Four years later, Congress authorized the construction of nine additional frigates as part of a peacetime "gradual increase" of the Navy. In an effort to avoid a repeat of the Java class, the Navy emphasized a deliberate construction process, which allowed time to source high-quality materials and ensure quality craftsmanship. Congress did not allocate sufficient funding to complete all of the newly authorized frigates. Instead, the Navy adopted a strategy of constructing the ships nearly to completion, after which they were laid up in shipyards under protective structures. This approach was intended to preserve the hulls, as launching the ships prematurely would have led to rapid deterioration and would have been costly. The plan was to launch and complete each vessel in the event of war, thus retaining the quality vessels without the high cost associated with maintaining them during peacetime.

=== Construction ===
Potomac was laid down at the Washington Navy Yard in August 1819 and was launched in March 1822. However, she was not fitted out until 1831, when she was commissioned under the command of Captain John Downes.

==Service history==
On her first overseas cruise, Potomac departed New York 19 August 1831 for the Pacific Squadron via the Cape of Good Hope on the first Sumatran Expedition. On 6 February 1832, Potomac destroyed the town of Kuala Batee in retaliation for the capture there in February of the previous year of the American merchantman Friendship, which had been recaptured and returned to Salem to report the murder of many of her crew. Of Potomacs 282 sailors and Marines who landed, two were killed while 150 natives died, including Mahomet, the chieftain. After circumnavigating the world, Potomac returned to Boston 23 May 1834.

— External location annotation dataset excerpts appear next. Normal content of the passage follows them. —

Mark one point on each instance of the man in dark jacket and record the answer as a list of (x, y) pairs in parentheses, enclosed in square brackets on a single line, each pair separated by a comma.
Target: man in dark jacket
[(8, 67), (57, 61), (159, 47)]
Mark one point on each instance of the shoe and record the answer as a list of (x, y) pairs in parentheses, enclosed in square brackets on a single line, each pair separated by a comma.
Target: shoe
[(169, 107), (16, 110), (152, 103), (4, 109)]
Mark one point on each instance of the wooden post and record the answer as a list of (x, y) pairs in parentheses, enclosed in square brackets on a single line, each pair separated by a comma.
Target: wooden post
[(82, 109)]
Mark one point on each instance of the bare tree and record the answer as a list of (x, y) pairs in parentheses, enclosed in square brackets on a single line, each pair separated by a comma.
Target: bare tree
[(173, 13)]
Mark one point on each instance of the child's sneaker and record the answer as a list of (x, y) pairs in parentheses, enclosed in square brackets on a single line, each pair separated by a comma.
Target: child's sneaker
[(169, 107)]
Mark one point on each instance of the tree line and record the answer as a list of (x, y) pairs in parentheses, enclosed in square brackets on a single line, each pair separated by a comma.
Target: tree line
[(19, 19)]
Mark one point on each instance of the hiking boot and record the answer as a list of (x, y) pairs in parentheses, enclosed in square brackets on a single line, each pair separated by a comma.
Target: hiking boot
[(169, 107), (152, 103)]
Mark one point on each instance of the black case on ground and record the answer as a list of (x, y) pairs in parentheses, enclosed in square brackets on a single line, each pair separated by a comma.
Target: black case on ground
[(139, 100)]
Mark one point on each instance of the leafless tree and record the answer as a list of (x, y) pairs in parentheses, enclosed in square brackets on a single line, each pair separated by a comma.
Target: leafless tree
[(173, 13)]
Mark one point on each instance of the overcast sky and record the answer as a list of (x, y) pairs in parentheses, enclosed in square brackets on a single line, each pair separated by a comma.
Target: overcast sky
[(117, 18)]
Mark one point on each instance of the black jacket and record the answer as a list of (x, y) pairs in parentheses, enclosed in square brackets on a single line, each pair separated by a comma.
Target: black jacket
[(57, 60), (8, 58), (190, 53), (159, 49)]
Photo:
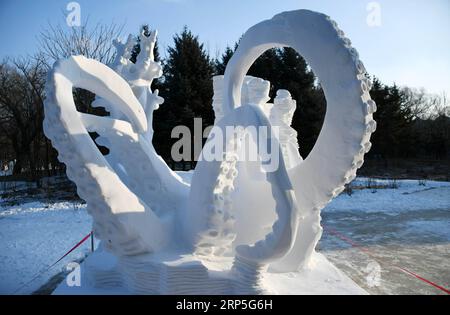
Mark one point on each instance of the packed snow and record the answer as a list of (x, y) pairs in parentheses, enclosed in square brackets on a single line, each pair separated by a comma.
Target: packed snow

The frigate next made two cruises to the Brazil Station, protecting American interests in Latin America from 20 October 1834 to 5 March 1837, and from 12 May 1840 to 31 July 1842. From 8 December 1844 to 4 December 1845, she patrolled in the West Indies, and again from 14 March 1846 to 20 July 1847 in the Caribbean and the Gulf. During this latter period, she landed troops at Port Isabel, Texas, on 8 May 1846 in support of General Zachary Taylor's army at the Battle of Palo Alto. She also participated in the siege of Vera Cruz, 9 to 28 March 1847.

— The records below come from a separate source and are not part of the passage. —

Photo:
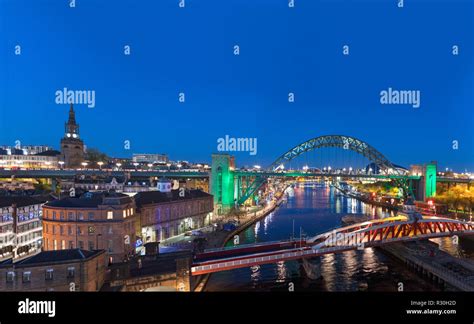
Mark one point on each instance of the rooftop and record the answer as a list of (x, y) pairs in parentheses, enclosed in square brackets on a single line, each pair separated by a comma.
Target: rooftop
[(21, 201), (156, 197)]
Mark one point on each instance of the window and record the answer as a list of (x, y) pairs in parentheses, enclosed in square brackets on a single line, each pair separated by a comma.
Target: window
[(10, 276), (27, 276), (71, 272), (49, 274)]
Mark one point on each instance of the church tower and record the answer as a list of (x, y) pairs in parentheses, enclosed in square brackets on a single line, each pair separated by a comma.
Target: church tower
[(72, 147)]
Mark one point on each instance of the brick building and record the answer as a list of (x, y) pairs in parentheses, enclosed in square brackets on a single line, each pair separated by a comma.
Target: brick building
[(20, 226), (64, 270), (99, 220)]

Potomac served as flagship for the Home Squadron 1855–1856. At the outbreak of the American Civil War, she departed from New York City on 10 September 1861 for the West Gulf Blockading Squadron off Mobile Bay. At this time, William Thomas Sampson served aboard her until 25 December 1861 when he transferred to the as executive officer. Black Nova Scotian sailor Benjamin Jackson also served onboard until he was reassigned to the . The Potomac became the stores ship for the squadron and remained at Pensacola Navy Yard as a receiving ship until 1867, when she was sent to Philadelphia. She remained at League Island Navy Yard until her decommissioning on 13 January 1877. She was sold to E. Stannard & Company 24 May 1877.